Here’s how it happens. You set your goal: ask for more money, launch a new product, increase your company sales, lose weight or stick to an exercise program. You’re excited and motivated to achieve this particular goal. You make an action plan and start taking action. Then a day,or week or two pass and you stop following through with said action steps. You are too busy, tired, pre-occupied, etc etc. Your inner dialogue is beating you up. You give up and the goal gets put on the back burner.
This pattern of starting and not finishing is downright painful. Most people deal with living in inconsistencies, denial, and constantly battling with inner selves.
Though it doesn’t have to be this way.
The first step is to identify your strongest desires and goals AND identify your competing drives. ( You may need to dig a little to understand why you are self-sabotaging)

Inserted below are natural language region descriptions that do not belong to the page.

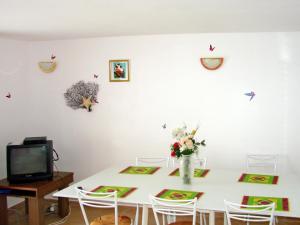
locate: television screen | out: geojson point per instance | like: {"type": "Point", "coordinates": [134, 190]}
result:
{"type": "Point", "coordinates": [28, 160]}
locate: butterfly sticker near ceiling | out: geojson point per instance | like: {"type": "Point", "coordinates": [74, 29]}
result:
{"type": "Point", "coordinates": [251, 95]}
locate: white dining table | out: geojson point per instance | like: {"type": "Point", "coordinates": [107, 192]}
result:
{"type": "Point", "coordinates": [217, 185]}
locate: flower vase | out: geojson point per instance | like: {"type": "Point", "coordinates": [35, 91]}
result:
{"type": "Point", "coordinates": [186, 169]}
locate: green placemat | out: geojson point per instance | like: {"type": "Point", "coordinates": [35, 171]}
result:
{"type": "Point", "coordinates": [281, 204]}
{"type": "Point", "coordinates": [144, 170]}
{"type": "Point", "coordinates": [197, 172]}
{"type": "Point", "coordinates": [122, 192]}
{"type": "Point", "coordinates": [258, 178]}
{"type": "Point", "coordinates": [178, 194]}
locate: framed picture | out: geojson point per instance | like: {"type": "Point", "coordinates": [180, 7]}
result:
{"type": "Point", "coordinates": [119, 70]}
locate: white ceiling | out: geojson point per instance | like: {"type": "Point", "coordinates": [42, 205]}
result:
{"type": "Point", "coordinates": [65, 19]}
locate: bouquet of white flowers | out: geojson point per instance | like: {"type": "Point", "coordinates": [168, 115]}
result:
{"type": "Point", "coordinates": [185, 142]}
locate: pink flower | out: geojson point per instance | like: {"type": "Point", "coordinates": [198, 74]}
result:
{"type": "Point", "coordinates": [176, 146]}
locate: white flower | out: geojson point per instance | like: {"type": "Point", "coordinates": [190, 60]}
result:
{"type": "Point", "coordinates": [178, 133]}
{"type": "Point", "coordinates": [182, 147]}
{"type": "Point", "coordinates": [189, 144]}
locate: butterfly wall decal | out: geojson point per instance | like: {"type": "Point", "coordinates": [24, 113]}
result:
{"type": "Point", "coordinates": [250, 94]}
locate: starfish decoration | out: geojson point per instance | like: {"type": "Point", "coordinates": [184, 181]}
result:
{"type": "Point", "coordinates": [87, 103]}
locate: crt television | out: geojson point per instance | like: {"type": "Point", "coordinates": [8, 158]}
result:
{"type": "Point", "coordinates": [29, 162]}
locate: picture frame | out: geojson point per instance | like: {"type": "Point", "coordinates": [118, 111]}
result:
{"type": "Point", "coordinates": [119, 70]}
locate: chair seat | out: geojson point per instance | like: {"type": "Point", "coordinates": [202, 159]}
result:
{"type": "Point", "coordinates": [181, 223]}
{"type": "Point", "coordinates": [110, 220]}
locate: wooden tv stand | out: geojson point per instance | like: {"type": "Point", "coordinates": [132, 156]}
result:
{"type": "Point", "coordinates": [34, 194]}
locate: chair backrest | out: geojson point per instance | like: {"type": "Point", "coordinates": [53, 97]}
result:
{"type": "Point", "coordinates": [198, 162]}
{"type": "Point", "coordinates": [97, 200]}
{"type": "Point", "coordinates": [163, 161]}
{"type": "Point", "coordinates": [249, 213]}
{"type": "Point", "coordinates": [173, 208]}
{"type": "Point", "coordinates": [262, 162]}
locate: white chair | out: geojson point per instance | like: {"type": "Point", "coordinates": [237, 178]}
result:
{"type": "Point", "coordinates": [261, 163]}
{"type": "Point", "coordinates": [162, 161]}
{"type": "Point", "coordinates": [101, 200]}
{"type": "Point", "coordinates": [150, 161]}
{"type": "Point", "coordinates": [174, 208]}
{"type": "Point", "coordinates": [249, 213]}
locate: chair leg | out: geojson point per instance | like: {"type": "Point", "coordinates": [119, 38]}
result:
{"type": "Point", "coordinates": [201, 218]}
{"type": "Point", "coordinates": [136, 219]}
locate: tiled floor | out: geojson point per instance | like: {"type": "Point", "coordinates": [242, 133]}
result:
{"type": "Point", "coordinates": [17, 216]}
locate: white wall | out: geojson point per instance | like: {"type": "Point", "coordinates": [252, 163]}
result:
{"type": "Point", "coordinates": [13, 79]}
{"type": "Point", "coordinates": [291, 56]}
{"type": "Point", "coordinates": [168, 85]}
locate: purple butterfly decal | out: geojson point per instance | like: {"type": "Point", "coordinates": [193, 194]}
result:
{"type": "Point", "coordinates": [211, 48]}
{"type": "Point", "coordinates": [251, 94]}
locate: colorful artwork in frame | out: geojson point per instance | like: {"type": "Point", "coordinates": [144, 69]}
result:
{"type": "Point", "coordinates": [119, 70]}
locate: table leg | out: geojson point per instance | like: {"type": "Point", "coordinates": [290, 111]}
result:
{"type": "Point", "coordinates": [3, 210]}
{"type": "Point", "coordinates": [26, 206]}
{"type": "Point", "coordinates": [63, 204]}
{"type": "Point", "coordinates": [145, 215]}
{"type": "Point", "coordinates": [36, 211]}
{"type": "Point", "coordinates": [63, 207]}
{"type": "Point", "coordinates": [211, 218]}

For example, if your goal is to lose weight, you’ll want to look at why you are where you are right now. How has extra weight served you? Maybe if you are heavier, you stay home more and don’t socialize, keeping you “safe” Perhaps eating is a way for you to calm down your stress. Maybe you associate delicious meals with friendship and connection. There are actually good reasons why we keep doing what we say we want to change. Payoffs can be forms of protection and comfort.
Another good question to ask yourself: What will it cost me if I don’t make this change?
Most of us have goals that we have resistance to. When we name it, we can address it.